23. İstanbul Tiyatro Festivali Şahika Tekand’ın kurucusu olduğu Stüdyo Oyuncuları’nın IO oyunuyla seyircisine perdelerini açtı. Geçtiğimiz diğer festivalde olduğu gibi, İKSV 23. İstanbul Tiyatro Festivali, Şahika Tekand oyunuyla İstanbul seyircisini selamlama ihtiyacı duymuş. Bazen bazı inatlaşmalar kişisel algılardan kaynaklanır ve bu gerçeği unutmadan gösterinin genel yapısına baktığımız vakit, ortaya konan projeyi bizim inatla sevmemiz beklenir. Bir önceki festivalde Godot’yu Beklerken oyununda söylediğim gibi, Stüdyo Oyuncuları elbette tiyatromuz için çok mühim yerde duruyor, fakat yine hüsranlarla dolu bir festival açılışına imza attıkları için grubun özeleştiri yapmasının zamanı gelmiştir diye düşünüyorum. Şahika Tekand’ın yazıp yönettiği IO bizleri mitolojik bir yolculuğa çıkarırken, klasik Yunan tragedyalarından alıştığımız tekniklerle sahnede Zeus kimliği üzerinden yönetici tabakaya göndermelerde bulunuyor. Oyun metin ve oyunculuk bağlamında ciddi başarıya ulaşırken, yönetimsel anlamda büyük problemleri içinde barındırıyor.

İnsan neden isyan etmeli? Neden bir düzene başkaldırırız? IO bu minvalde kişisel bellekleri sorgulayan, bunu yaparken daha çok Zeus’un baştan çıkarttığı tapınak rahibesi Io’nun geri dönüş hikâyesi üzerinden kendisine çıkış kapısı buluyor. Şahika Tekand zeki bir kadın.
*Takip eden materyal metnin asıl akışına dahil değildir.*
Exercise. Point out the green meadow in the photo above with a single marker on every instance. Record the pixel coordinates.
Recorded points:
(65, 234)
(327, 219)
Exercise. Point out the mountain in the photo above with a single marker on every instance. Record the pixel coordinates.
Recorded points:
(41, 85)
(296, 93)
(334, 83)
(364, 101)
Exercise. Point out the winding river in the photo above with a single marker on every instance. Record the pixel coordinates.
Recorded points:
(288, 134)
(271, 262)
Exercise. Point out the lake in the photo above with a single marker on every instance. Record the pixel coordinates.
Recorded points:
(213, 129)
Kendisinin teatral yolculuğunu bir eleştirmen olarak yakinen takip ediyorum, üretimleri ciddi anlamda bizi bize şahane tonlarda anlatıyor. Dönüp dolaşıp bu adam neden bizimle ilgili hep kötü yazılar yazıyor? demesini cidden istemem. IO için her noktası kötü bir proje demek başlı başına bir önyargı olur. Ama festival açılışında insanı cezbeden çarpıcı Şahika Tekand yorumunu yine göremedim. Belki de oyunun ilk gösterimlerini İstanbul Tiyatro Festivali kapsamında gösteriliyor oluşu yargının oluşumunda önemli etken. İsmini şimdi vermeyeceğim ama Kadıköy’ün köklü tiyatro grubundan bir tanesi biz eleştirmenlere yeni oyunları çıkardığı zaman ilk altı oyun için yer ayırmaz. Önceleri bu duruma çok kızardım, fakat şimdi o gruba hak veriyorum. Şahika Tekand’a da buradan ciddi gönderme yapmam lazım; bence oyunun festival öncesi üç beş özel gösterimi olması gerekir. Seyirci izlemese de olur, biz de izlemeyelim, grup kendisini çok çok çok izlesin, sonra festivalde arenaya çıkar. Bazı eksiklikler giderildikten sonra her şey oturur. Mesela koro kullanımı ve durağan giden öykü bizleri doğal insan sesinden çıkan ritmin o gizem dolu rüya yolculuğunun içine katamıyor.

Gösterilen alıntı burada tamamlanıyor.